Christophe Thomas, un giovane agricoltore francese, ha deciso di fare qualcosa per i diritti degli animali. Alcuni anni fa, ha adottato un toro che era destinato ad essere il protagonista di una corrida a Barcellona e ha deciso di prendersi cura di lui come se fosse un animale domestico. Chi gli ha dato il toro gli disse, che con sufficiente attenzione, un toro poteva essere più fedele di un cane. Christophe ha voluto verificare se questo fosse vero e a distanza di anni, ha condiviso un video che lo dimostra, o meglio che mostra, qual’è la natura del toro se non lo si costringe a doversi difendere.

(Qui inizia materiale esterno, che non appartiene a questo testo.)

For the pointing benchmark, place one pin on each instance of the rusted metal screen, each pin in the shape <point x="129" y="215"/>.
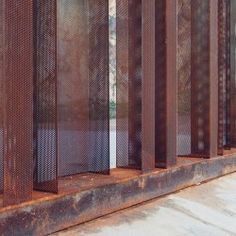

Christophe Thomas non faceva altro che dargli da mangiare, dargli amore ed essere gentile con lui. Inoltre, gli mise il nome Fadjen e lo ha trattato come pochi avrebbero il coraggio di trattare un toro destinato alla corrida. Ma il risultato di tutto questo è da restare a bocca aperta. Fadjen cominciò a comportarsi come un animale domestico, si comporta come un cane amorevole e ora, sdraiato sull’erba o saltellando qua e là, si gode i suoi giorni in Francia. Christophe ha anche utilizzato abiti rossi per dimostrare che il colore non ha nulla a che fare con la selvatichezza degli animali.